= 2009 North Korean currency reform =

In 2009, the North Korean government announced a reform of the North Korean won, aiming to strengthen domestic economic control and curb any signs of a market economy. The currency reform is considered a failure, leading to a major depreciation for the currency and sparking panic throughout North Korea.

== The events ==
On 30 November 2009, the North Korean government suddenly announced that it would fully implement currency reform and revalue the North Korean won starting from 1 December. The original 100 won would be changed to 1 won, and each household was limited to exchanging 100,000 old won. Later, due to public protests, the authorities raised the exchange limit to 150,000 won in cash and 300,000 won in bank deposits. This reform was the first since 1992. Due to the highly centralized planned economy in North Korea, the currency reform led to the inability to sell goods before the state determined prices. In addition, the currency was not trusted, and the public panicked and exchanged foreign currency under the devaluation, which in turn affected the need to revalue goods, resulting in a vicious cycle that caused economic chaos. According to the Yonhap News Agency, Pyongyang residents rushed to the blackmarkets to convert their bills to the United States dollar and Chinese renminbi. The design of the new banknotes was displayed in the Choson Sinbo published in Tokyo on 4 December, and it was pointed out that the North Korean authorities reformed the currency in order to suppress the market economy and cause merchants to lose their property.

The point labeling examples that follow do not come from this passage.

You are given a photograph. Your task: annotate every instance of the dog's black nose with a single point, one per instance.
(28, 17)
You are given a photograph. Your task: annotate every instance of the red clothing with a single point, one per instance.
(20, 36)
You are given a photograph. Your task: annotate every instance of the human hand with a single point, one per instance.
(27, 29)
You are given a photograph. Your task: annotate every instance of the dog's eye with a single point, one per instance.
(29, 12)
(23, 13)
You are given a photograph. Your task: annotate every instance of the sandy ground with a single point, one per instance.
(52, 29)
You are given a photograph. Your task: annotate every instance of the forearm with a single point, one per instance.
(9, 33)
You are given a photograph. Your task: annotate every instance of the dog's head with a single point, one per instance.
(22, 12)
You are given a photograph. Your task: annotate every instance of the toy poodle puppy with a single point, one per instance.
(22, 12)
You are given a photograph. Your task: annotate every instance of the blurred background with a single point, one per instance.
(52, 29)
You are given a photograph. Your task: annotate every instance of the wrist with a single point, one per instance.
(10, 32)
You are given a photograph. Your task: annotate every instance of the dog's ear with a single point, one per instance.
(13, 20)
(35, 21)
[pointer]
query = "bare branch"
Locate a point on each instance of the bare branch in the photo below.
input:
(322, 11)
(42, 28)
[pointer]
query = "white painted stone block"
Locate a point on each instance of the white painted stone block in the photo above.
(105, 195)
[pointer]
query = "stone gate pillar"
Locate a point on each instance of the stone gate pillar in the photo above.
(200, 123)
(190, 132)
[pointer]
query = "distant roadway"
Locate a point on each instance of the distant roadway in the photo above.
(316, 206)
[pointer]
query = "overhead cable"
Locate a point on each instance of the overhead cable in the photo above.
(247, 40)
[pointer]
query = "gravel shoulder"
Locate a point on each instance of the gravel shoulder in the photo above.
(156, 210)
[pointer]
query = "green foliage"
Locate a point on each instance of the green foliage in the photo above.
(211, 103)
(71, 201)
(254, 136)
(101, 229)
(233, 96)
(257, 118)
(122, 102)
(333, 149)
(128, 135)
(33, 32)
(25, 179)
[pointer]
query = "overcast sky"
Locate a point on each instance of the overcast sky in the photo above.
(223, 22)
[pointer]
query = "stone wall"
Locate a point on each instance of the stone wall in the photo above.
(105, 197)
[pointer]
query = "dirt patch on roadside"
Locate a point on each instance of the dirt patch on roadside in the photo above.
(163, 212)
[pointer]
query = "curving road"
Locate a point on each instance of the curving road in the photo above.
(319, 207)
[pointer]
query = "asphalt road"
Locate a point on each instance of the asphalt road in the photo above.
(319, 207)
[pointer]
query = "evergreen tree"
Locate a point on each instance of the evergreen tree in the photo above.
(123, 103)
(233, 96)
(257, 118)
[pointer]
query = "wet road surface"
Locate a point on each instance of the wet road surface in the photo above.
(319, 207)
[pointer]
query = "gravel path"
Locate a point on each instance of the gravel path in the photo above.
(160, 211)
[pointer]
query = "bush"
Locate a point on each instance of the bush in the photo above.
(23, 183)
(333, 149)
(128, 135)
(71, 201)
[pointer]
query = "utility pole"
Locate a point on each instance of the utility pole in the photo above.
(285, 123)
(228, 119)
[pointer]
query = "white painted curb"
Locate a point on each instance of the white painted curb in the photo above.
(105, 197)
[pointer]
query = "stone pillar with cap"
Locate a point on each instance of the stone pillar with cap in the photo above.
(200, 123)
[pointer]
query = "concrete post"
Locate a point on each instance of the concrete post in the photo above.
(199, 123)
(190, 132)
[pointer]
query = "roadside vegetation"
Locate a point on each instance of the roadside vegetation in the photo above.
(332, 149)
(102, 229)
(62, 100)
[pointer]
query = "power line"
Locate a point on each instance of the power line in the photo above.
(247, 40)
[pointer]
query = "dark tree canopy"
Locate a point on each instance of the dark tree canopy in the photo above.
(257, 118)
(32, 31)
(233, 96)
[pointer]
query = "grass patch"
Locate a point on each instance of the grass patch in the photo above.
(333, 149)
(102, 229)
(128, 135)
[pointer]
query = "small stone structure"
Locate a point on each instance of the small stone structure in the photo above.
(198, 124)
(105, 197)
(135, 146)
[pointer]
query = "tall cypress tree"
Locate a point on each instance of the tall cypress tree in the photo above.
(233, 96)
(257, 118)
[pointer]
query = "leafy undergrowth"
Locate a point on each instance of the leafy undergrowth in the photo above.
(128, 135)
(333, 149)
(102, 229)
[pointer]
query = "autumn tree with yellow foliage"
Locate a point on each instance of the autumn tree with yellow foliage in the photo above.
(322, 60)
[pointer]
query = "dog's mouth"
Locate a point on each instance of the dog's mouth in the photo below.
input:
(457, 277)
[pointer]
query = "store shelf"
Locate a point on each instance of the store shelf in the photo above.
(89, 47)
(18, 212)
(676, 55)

According to Yonhap News Agency and aid organizations, the North Korean won depreciated by 96% against the United States dollar within a week after the currency reform, and the price of rice rose from 17 won to 50 won per kilogram in three days. On the other hand, on 4 December, two vendors in Pyeongsang were shot on the spot by police officers for providing black market currency exchange; riots also broke out in markets in North Hamgyong Province, and twelve people were executed. Due to the complete failure of the currency reform, the North Korean new currency continued to depreciate rapidly, and all kinds of goods in the market were available but not sold, and the economy was on the verge of collapse. After the failure of the North Korean currency reform in 2009 led to economic paralysis, Pak Nam-gi, the former Minister of Planning and Finance of the Workers' Party of Korea, was dismissed for leading the currency reform. On 18 March 2010, Yonhap News Agency quoted several sources in North Korea as saying that Pak Nam-gi had been executed in the Sunan area of Pyongyang on charges of "infiltrating the revolutionary ranks as the son of a large landowner and deliberately destroying the national economy"  However, "North Korean elites and ordinary people almost did not believe Pak Nam-gi's charges. Most believed that Pak Nam-gi was a scapegoat for the North Korean leadership.